As co-blogger Jonathan Adler points out, the US Court of Appeals for the Sixth Circuit recently ruled, in Hall v. MeisnerThe government can’t seize $300,000.00 in equity from a home to cover a $22,000 tax delinquency. Home equity theft is a type of taking that requires “just compensation” as required by the Fifth Amendment’s Takings Clause. Raymond Kethledge (a prominent conservative judge who has been considered as a possible Republican Supreme Court nominee) wrote the ruling.
This ruling is a key follow-up to the reasoning behindRafaeli, LLC against Oakland CountyA 2020 Michigan Supreme Court decision. It reached the same conclusion in accordance with the Michigan state constitution, but this time it was based on facts far more severe than those of Hall In order to settle a $8.41 tax debt, Oakland County in Michigan took the whole value of a home worth $24,500.

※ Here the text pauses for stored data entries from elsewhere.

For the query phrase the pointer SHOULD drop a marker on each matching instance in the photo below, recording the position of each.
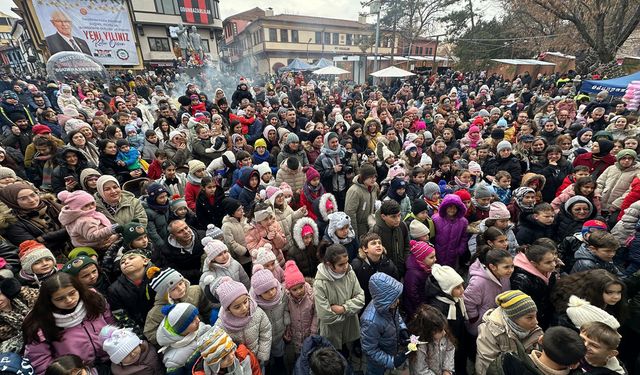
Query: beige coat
(495, 337)
(613, 185)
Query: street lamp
(308, 49)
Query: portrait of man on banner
(63, 39)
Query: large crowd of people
(453, 223)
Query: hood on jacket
(385, 290)
(297, 231)
(453, 200)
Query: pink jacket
(82, 340)
(257, 237)
(86, 230)
(480, 296)
(569, 193)
(304, 320)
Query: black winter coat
(510, 164)
(530, 230)
(538, 290)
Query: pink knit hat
(420, 250)
(498, 211)
(228, 290)
(75, 200)
(262, 280)
(292, 275)
(312, 173)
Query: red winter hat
(40, 129)
(463, 194)
(292, 275)
(312, 173)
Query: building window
(159, 44)
(167, 7)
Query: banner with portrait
(101, 29)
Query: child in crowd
(129, 354)
(194, 182)
(524, 200)
(536, 225)
(311, 192)
(502, 186)
(177, 334)
(219, 263)
(85, 225)
(451, 228)
(171, 287)
(434, 351)
(37, 263)
(86, 270)
(270, 296)
(445, 291)
(128, 156)
(370, 260)
(382, 326)
(488, 276)
(302, 312)
(234, 227)
(57, 324)
(513, 320)
(305, 249)
(418, 269)
(242, 318)
(338, 298)
(265, 230)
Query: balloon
(67, 66)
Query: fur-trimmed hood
(297, 231)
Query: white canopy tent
(392, 71)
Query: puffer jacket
(82, 340)
(482, 227)
(381, 324)
(585, 260)
(304, 320)
(451, 237)
(295, 179)
(360, 205)
(194, 296)
(85, 230)
(216, 271)
(528, 279)
(613, 185)
(130, 208)
(256, 335)
(414, 280)
(480, 295)
(157, 226)
(179, 355)
(346, 291)
(495, 337)
(310, 345)
(626, 226)
(234, 236)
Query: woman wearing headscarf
(119, 206)
(31, 216)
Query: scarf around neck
(73, 318)
(233, 323)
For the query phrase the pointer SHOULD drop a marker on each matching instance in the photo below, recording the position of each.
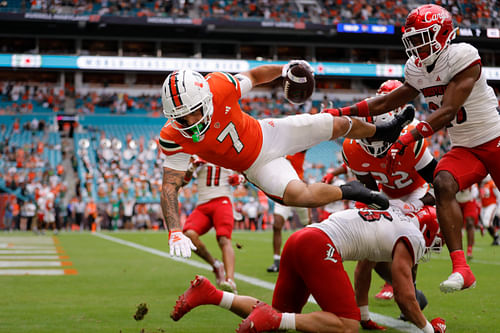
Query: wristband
(425, 129)
(407, 138)
(173, 230)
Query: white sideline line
(381, 319)
(32, 272)
(6, 264)
(28, 251)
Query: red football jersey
(234, 138)
(402, 181)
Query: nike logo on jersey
(329, 253)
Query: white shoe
(454, 283)
(229, 286)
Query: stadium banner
(156, 64)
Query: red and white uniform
(488, 202)
(315, 254)
(239, 142)
(475, 131)
(467, 201)
(214, 207)
(404, 181)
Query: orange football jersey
(297, 161)
(487, 194)
(234, 138)
(402, 181)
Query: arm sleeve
(245, 84)
(179, 161)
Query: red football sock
(458, 259)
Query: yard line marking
(28, 251)
(38, 272)
(6, 263)
(381, 319)
(8, 257)
(473, 261)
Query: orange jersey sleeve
(297, 161)
(234, 138)
(401, 182)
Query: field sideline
(106, 280)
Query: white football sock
(287, 321)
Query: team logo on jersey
(330, 253)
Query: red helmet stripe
(174, 92)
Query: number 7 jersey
(234, 138)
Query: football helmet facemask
(428, 31)
(426, 220)
(185, 92)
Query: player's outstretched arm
(378, 105)
(180, 245)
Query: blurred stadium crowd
(470, 13)
(110, 174)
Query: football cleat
(220, 274)
(386, 292)
(354, 190)
(263, 318)
(457, 282)
(422, 302)
(200, 292)
(439, 325)
(230, 286)
(273, 268)
(371, 325)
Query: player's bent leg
(279, 221)
(298, 193)
(228, 258)
(200, 292)
(450, 220)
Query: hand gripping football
(298, 83)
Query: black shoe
(273, 268)
(354, 190)
(389, 132)
(422, 302)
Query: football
(298, 84)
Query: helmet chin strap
(197, 132)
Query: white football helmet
(428, 25)
(184, 92)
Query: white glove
(285, 69)
(410, 206)
(179, 244)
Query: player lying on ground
(314, 255)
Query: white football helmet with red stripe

The two cases are notable for two reasons. The Sixth Circuit ruled the case using the Takings Clause, Fifth Amendment, of the federal constitution and not a state constitution. The Sixth Circuit clarifies that states can’t avoid liability for passing laws to redefine “long-established” ownership interests. This latter argument was made by the government. HallCase from the state supreme Court
Governments may continue to accept recognition for a long time–As a result, established interests in real estate are To take them, you will need a device. It was also the result of the Michigan Act.This was the lie that I told to the plaintiffs. And we are in agreement with the plaintiffs. The County took their property on the basis of the facts here. without just compensation….
The Fifth Amendment’s Takings Clause stipulates that private property is protected. You cannot “be”
taken for public use, without just compensation…” They argue for the plaintiffs Oakland County made that happen when it took the “absolute title”, as payment, to their homes For tax delinquencies which were not more than a fractThey are able to take the home’s values into account. Specifically, they They argue they had each a vested interest in the property that is usually called “equity in one” At home—This refers to the property’s actual value, minus any liens and other encumbrances.For it, the district courts part, disagreed….. Particularly, Court ruled that the property of the property’s former owner can be foreclosed upon. Any surplus profits (i.e. proceeds above the tax delinquency) are obtained by The After a foreclosure, you can “foreclosing government unit”.—If indeed there was. This is how it works In this case, the court relied heavily on Michigan Supreme Court’s opinion.RafaeliWhich? arguably said as much… HYou are the one closing governmental unit—The County—It had no surplus from the disposition of it Plaintiffs’ houses, as it transferred them to the City of Southfield for only the amount of Their tax delinquencies.
We respect where it isHowever, I do not agree with the court. It assumes that The only way to answer the question of whether or not the County took property from the plaintiffs is by referring to Michigan law. The federal Constitution protects and creates property rights. This means that the existence of property interests, for purposes of determining whether they were taken, is determined using existing rules or understandings that are independent sources such as state law. Phillips v. Washington Legal Foundation, 524 U.S. 156, 164 (1998… But the Takings Clause would be a dead letter if a state could simply exclude from its definition of property any interest that the state wished to take. To the contrary, rather, “a State may not sidestep the Takings Clause by disavowing traditional property interests long recognized under state law…”Id.At 167.
It is now possible that Michigan will also disavow traditional property rights. Simply by delimiting them in the General Property Tax Act. Interest that is paid by the plaintiffs Invoke here again is Equity in their houses—Following the principles for long articulated by courts of equity, before their merger centuries later with courts of law….
Judge Kethledge continues to state that an Anglo-American law tradition has long held that foreclosure doesn’t allow the government the right to seize all of the equity in the house. This is different from the case where the only amount necessary to pay tax duelincy or another obligation.
The Takings Clause is part of a debate that has been ongoing over whether property rights covered by the Takings Clause can be purely defined in state law (in this case, the state could often avoid takings responsibility simply by redefining them) or whether they also need to be defined through a mixture of general and natural laws. The Sixth Circuit is right to conclude that broader legal principles constrain the states here. However, I’d like to add that states are constrained, at the very least, by property rights understandings under natural law. This point is briefly covered in my article (pp. 52-53, and Chapter 2 in my book. The Grasping hand.
Given the high value the Founders placed on property rights, it would be strange—to say the least—if these constitutional rights were left entirely at the mercy of state governments to redefine as they please, because state law protects them and role in defining their scope. It would be just as valid to allow states to expand the definitions of other constitutional rights. On the basis of state history, which has historically established the boundaries of assault and battery protection, the rights to speech, as well as bodily autonomy, could the states also decide to limit speech by legislating against libel and slander.
NOTE: My wife is employed by Pacific Legal Foundation. They litigated the Sixth Circuit case as well the Michigan Supreme Court case on their behalf. However, she was not involved in any of these cases.